If the results are not statistically significant, the results might be caused by random factors and there’s no relationship between the changes you made and the test results (this called the null hypothesis).

But don’t confuse statistical significance with validity. Once your testing tool says you’ve achieved 95% statistical significance (or higher), that doesn’t mean anything if you don’t have a big enough sample size. Achieving significance is not a test stopping rule. Read this blog post to learn why. It’s very, very important.

Consider this: One thousand A/A tests (two identical pages tested against each other) were run.

  • 771 experiments out of 1,000 reached 90% significance at some point.
  • 
531 experiments out of 1,000 reached 95% significance at some point
.

Quote from the experimenter:


”This means if you’ve run 1,000 experiments and didn’t control for repeat testing error in any way, a rate of successful positive experiments up to 25% might be explained by a false positive rate. But you’ll see a temporary significant effect in around half of your experiments!
”

So if you stop your test as soon as you see significance, there’s a 50% chance it’s a complete fluke. A coin toss. Totally kills the idea of testing in the first place.
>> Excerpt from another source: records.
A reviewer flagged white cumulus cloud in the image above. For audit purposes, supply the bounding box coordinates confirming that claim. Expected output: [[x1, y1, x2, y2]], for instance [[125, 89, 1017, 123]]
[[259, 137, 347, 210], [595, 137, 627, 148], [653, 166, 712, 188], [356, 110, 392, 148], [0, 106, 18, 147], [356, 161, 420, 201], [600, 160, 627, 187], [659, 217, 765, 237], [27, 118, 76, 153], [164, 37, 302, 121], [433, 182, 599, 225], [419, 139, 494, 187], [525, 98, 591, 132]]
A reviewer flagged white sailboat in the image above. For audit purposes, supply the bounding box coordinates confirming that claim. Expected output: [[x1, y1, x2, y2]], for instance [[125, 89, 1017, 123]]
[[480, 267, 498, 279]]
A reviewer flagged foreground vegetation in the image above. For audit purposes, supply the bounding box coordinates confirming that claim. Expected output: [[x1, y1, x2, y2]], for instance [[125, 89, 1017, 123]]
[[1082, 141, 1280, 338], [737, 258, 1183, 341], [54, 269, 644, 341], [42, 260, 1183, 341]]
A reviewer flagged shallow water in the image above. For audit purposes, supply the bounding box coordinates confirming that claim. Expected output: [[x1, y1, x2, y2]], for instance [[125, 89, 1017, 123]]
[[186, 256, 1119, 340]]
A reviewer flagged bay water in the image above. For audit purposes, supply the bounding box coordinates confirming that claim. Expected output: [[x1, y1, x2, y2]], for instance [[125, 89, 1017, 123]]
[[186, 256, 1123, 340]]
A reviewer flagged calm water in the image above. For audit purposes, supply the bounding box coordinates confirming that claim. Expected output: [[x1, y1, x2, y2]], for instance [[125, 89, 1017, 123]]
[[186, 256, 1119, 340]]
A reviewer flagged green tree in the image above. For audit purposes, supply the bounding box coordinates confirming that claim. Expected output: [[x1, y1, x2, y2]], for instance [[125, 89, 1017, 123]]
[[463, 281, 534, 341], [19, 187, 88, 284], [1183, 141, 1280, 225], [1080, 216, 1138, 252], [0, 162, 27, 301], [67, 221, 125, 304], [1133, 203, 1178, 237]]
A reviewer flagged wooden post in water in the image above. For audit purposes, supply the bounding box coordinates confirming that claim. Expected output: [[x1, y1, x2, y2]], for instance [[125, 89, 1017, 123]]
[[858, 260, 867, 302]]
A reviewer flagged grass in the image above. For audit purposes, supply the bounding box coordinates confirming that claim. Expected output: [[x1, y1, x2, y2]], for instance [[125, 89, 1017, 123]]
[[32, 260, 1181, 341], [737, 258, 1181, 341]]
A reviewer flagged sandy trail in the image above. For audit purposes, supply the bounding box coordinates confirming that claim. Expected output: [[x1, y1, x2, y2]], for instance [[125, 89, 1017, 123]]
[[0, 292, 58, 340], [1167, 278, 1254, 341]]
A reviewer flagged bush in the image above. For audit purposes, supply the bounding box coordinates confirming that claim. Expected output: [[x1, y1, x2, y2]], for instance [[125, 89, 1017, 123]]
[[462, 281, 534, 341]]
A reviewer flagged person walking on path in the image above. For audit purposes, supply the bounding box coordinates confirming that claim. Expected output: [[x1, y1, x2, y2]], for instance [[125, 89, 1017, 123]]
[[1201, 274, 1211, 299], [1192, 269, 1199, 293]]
Always make sure that when you end your test, you have:

  • a big enough sample size (pre-calculated).
  • a 
long enough test duration (~2 business cycles)
.
  • statistical significance (95% or higher
).

Until the first 2 criteria are matched, the statistical significance means little.

Run Separate Tests for Your Desktop and Mobile Segments

While running A/B tests on all your traffic at once might seem like a good idea (to get a bigger sample size faster), in reality, it’s not. You need to target mobile and desktop audiences separately. (Note: You can combine tablet with desktop.)

Here are 5 reasons why:

  1. Different things work. What works for mobile might not work for desktop (and vice versa)
.
  2. Your desktop and mobile traffic volumes are different. So while your desktop segment might have a big enough sample size, you can’t stop the test because the mobile segment needs more samples
.
  3. Not all mobile traffic is equal. People on different devices / mobile operating systems behave differently
.
  4. You might want to optimize for different outcomes (e.g. purchases for desktop, but email captures for mobile)
.
  5. You can create more tests faster. If you create tests targeting only a single device category, it will take less development and quality assurance time per test, hence you’re able to launch tests faster.
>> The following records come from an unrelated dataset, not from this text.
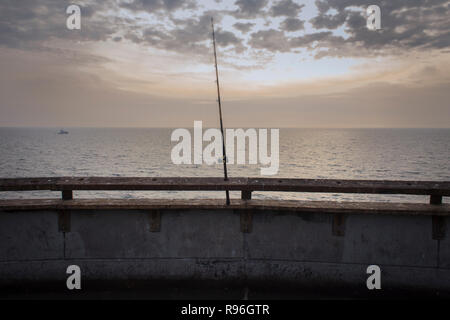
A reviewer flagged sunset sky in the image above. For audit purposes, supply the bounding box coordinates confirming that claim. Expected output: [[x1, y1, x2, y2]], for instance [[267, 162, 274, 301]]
[[0, 0, 450, 128]]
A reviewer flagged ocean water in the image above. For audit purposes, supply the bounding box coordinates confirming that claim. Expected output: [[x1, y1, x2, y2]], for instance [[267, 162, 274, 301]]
[[0, 128, 450, 202]]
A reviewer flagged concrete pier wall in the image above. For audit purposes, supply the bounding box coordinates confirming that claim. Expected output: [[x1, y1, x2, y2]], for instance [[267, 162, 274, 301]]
[[0, 209, 450, 292]]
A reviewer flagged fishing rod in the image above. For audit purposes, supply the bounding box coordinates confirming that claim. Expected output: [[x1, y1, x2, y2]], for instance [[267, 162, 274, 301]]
[[211, 17, 230, 206]]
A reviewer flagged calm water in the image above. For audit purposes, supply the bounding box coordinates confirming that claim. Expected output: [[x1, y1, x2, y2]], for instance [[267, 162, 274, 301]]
[[0, 128, 450, 201]]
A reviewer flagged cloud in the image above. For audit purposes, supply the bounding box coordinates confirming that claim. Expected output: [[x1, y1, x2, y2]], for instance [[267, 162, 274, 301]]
[[0, 0, 120, 47], [232, 0, 269, 18], [233, 22, 255, 33], [0, 0, 450, 63], [249, 29, 291, 52], [280, 18, 305, 31], [270, 0, 305, 17], [120, 0, 196, 13]]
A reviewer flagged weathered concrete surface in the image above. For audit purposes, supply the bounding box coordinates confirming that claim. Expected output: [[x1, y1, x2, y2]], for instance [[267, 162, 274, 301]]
[[66, 211, 243, 259], [0, 210, 450, 292], [0, 211, 64, 261]]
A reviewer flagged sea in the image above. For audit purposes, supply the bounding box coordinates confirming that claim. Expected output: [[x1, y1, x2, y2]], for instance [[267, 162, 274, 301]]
[[0, 127, 450, 202]]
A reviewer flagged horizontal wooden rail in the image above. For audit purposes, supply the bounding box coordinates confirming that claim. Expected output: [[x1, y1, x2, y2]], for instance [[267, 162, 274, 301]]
[[0, 177, 450, 199]]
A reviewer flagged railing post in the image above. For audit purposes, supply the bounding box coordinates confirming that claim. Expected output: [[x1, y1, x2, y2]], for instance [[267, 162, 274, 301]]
[[241, 190, 252, 200], [58, 190, 73, 232], [61, 190, 73, 200], [430, 195, 445, 240], [239, 190, 253, 233]]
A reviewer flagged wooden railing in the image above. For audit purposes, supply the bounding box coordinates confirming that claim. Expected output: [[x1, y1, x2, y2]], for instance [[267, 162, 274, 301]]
[[0, 177, 450, 204], [0, 177, 450, 236]]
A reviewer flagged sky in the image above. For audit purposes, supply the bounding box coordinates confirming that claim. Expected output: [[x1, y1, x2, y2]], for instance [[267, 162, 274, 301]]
[[0, 0, 450, 128]]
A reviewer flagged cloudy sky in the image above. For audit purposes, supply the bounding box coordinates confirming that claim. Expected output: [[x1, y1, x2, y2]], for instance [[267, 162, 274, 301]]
[[0, 0, 450, 127]]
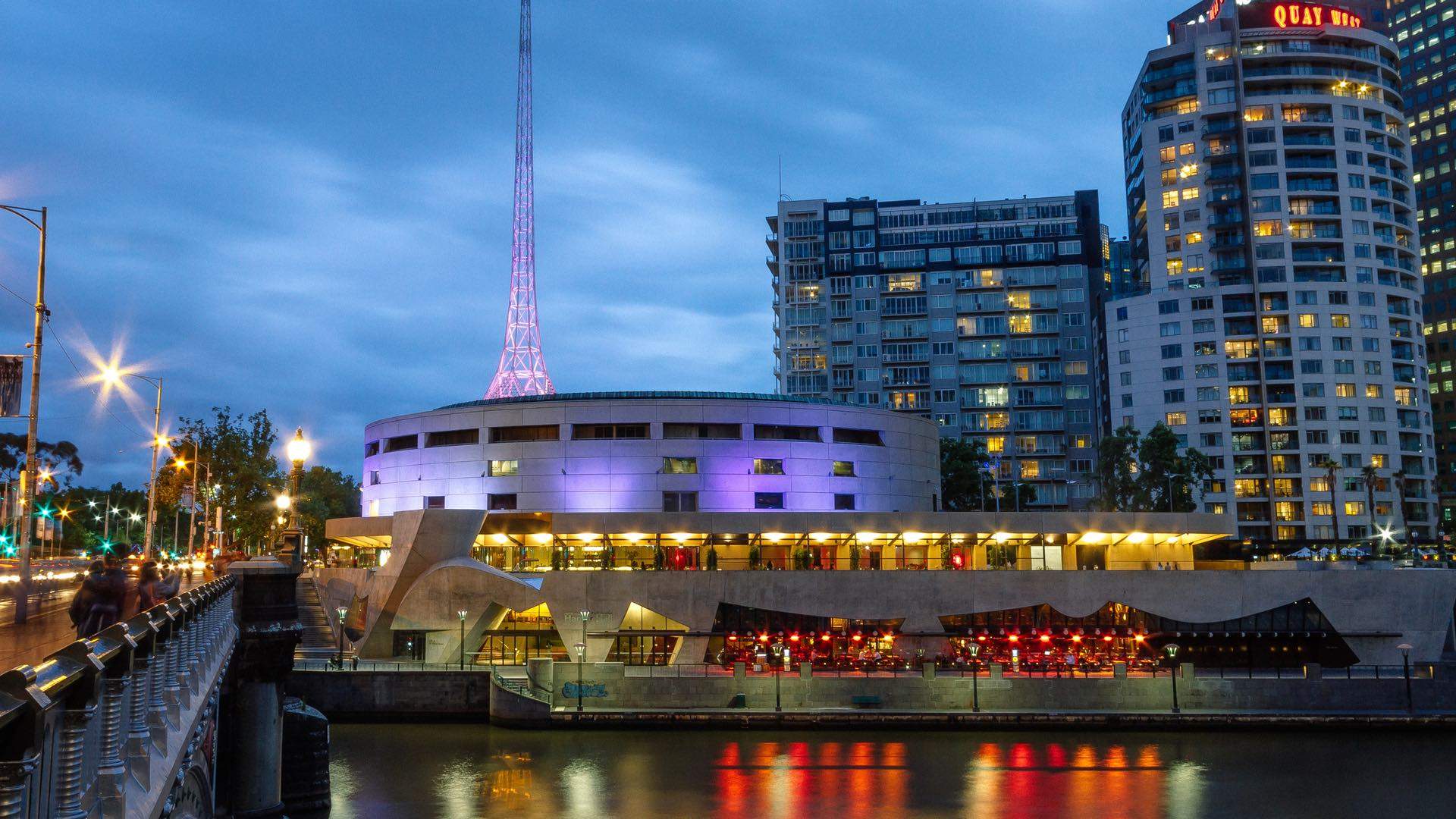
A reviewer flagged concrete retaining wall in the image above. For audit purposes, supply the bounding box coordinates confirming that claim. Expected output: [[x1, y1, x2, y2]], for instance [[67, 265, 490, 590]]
[[285, 670, 491, 723], [537, 663, 1456, 713]]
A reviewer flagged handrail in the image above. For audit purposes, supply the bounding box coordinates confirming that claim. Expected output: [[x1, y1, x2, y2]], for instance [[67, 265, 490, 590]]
[[0, 577, 237, 817]]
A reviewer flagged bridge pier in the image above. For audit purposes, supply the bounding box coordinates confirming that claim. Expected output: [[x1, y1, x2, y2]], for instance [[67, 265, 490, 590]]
[[218, 560, 303, 819]]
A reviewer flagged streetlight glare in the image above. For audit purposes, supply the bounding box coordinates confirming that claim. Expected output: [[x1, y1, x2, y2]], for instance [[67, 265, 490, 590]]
[[287, 427, 313, 463]]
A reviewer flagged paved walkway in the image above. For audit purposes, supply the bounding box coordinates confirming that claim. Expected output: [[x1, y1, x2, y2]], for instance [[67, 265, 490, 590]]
[[0, 571, 206, 672]]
Read more about this here.

What If I Have a Low Traffic Website?

Many sites have low traffic and a low total monthly transaction count. So in order to call a test within 4 weeks (you shouldn’t run tests longer than than, or you get sample pollution), you need a big lift.

If you have bigger wins (e.g. +50%), you can definitely get by with smaller sample sizes. But it would be naive to think that smaller sites can somehow get bigger wins more easily than large sites can. Everyone wants big wins. So saying “I’m going to swing big” is quite meaningless.

The only true tidbit here is that in order to get a more radical lift, you also need to test a more radical change. You can’t expect a large win when you just change the call to action. Conduct conversion research, identify problems and issues with your website, and test all those changes at once. Your chances of a higher lift go up.

Also, keep in mind: Testing is not a must-have, mandatory component of optimization. You can also improve without testing.

No Substitute for Experience

Start running tests now.

There’s quite a bit to know about all this, but the content above will make you smarter than most about running tests.

Takeaways

  1. Calculate your sample size before you begin testing. Don’t stop your test until that sample size is reached and it’s been at least one full business cycle, but preferably two.
  2. You want to achieve at least 95% significance, but once you see significance has been reached, you can’t just stop your test. Leave it running until the conditions above are met.
  3. Segment your traffic. Test desktop / tablet traffic separate from mobile traffic to account for variations in volume, intent, compatibility, etc.